Dans la même veine, l’honorable Ben Méité, député de Kani, représentant le président de l’Assemblée nationale en Direction de la profession, s’est fait le porte-parole de ce dernier. Il a demandé aux journalistes, éditrices, éditeurs, responsables de rédaction, professionnels et professionnels des médias, de prendre la pleine mesurede leur rôle. « Vous êtes les gardiens de la parole publique et les architectes de la mémoire collective. Ce rôle exige vigilance, formation continue. Solidarité professionnelle et capacité d’innovation. Faites de cette formation un moment de concentration, de remise en question et de projection », a-t-il lancé au nom du président Adama Bictogo.

Avant ces interventions, le Dr N’dri Philippe, Secrétaire général du FDFP, a souligné que cette formation s’inscrit dans la vision du président Alassane Ouattara, qui a fait de la formation professionnelle une priorité nationale. « Son objectif est clair : renforcer la compétence technique et éditoriale des professionnels des médias, consolider la viabilité économique de leurs entreprises et surtout promouvoir une couverture électorale respectueuse de l’éthique, de la déontologie et de la paix sociale », a-t-il expliqué, précisant que la contribution du FDFP s’élève à plus de 21 millions F CFA pour soutenir 132 journalistes et patrons de presse.
Il a également exhorté les participants à être « des remparts contre la désinformation, la manipulation et les discours haineux.

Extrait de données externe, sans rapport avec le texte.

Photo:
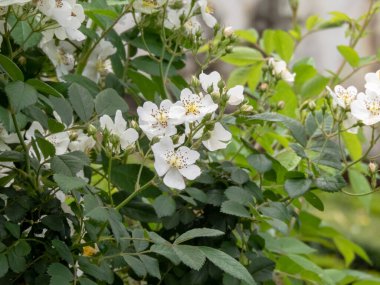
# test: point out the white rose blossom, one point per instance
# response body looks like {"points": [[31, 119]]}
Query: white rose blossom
{"points": [[366, 107], [280, 69], [191, 107], [219, 138], [154, 121], [118, 128], [175, 164], [343, 97]]}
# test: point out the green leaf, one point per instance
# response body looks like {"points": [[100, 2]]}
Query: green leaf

Le journalisme éthique n’est pas seulement une profession, c’est un service rendu à la démocratie. »

« Soutenir les journalistes, c’est soutenir la démocratie »
Le président du GEPCI, Zohoré Lassane, a exprimé sa gratitude envers le FDFP pour son engagement, ainsi qu’aux autorités de l’État et au gouvernement pour leur soutien constant : « Par des actes concrets, ils montrent qu’ils croient en la presse, lui font confiance et veulent lui donner les moyens de jouer pleinement son rôle. »

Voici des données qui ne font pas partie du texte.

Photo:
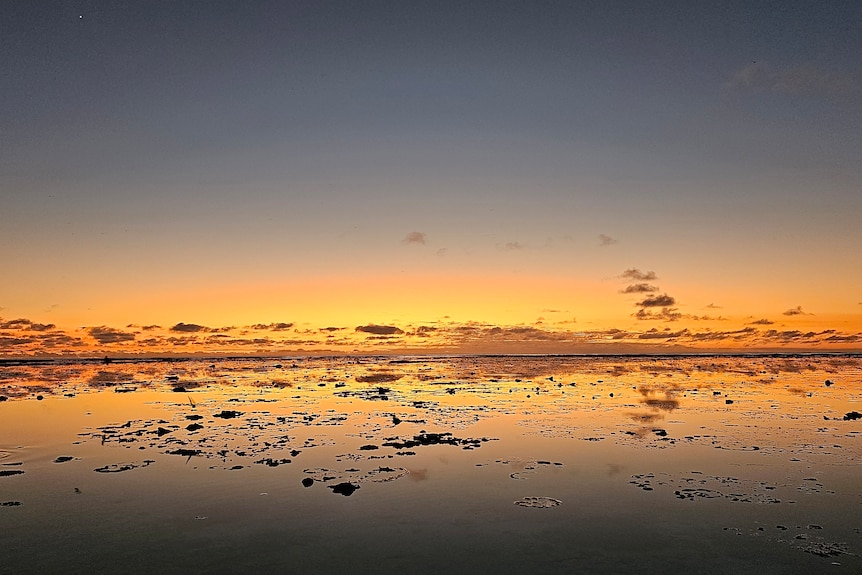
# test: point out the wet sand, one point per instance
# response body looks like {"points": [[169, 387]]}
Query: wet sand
{"points": [[418, 464]]}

Soulignant que « la formation est le bouclier des journalistes, leur dernière ligne de défense contre la désinformation dans un monde saturé de fake news », il a rappelé la lourde responsabilité des professionnels des médias : « Nous n’avons pas le droit de jouer avec le feu. Chaque mot que nous publions peut apaiser ou enflammer. Chaque image que nous diffusons peut rassembler ou diviser. Chaque titre que nous choisissons peut construire ou détruire. Voilà pourquoi notre responsabilité est immense. »

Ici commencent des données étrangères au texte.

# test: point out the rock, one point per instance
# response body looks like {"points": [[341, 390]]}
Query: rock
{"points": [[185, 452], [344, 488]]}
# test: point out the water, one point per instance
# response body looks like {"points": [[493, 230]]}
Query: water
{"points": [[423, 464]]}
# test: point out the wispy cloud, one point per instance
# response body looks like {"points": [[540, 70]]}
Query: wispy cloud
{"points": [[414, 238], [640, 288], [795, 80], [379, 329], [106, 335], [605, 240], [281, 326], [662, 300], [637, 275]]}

Et de conclure : « Soutenir les journalistes, c’est soutenir la démocratie. C’est soutenir la vérité. Renforcer les éditeurs, c’est renforcer la République. Former, renforcer, investir : ce ne sont pas que de simples mots. Ce soutien n’est pas anodin, car aider la presse, c’est aussi aider la démocratie.» Mettant ainsi en exergue la portée du partenariat avec le FDFP.

Pour rappel, cette série de formations a débuté vendredi 12 septembre à Yamoussoukro pour les correspondants de presse et se poursuit à Abidjan depuis lundi avec les journalistes politiques. Confiée au cabinet Africa Skills Leadership Academy (ALSA), elle revisite les fondamentaux du métier tout en mettant en lumière les risques auxquels sont confrontés les professionnels dans l’exercice de leur fonction surtout en période électorale.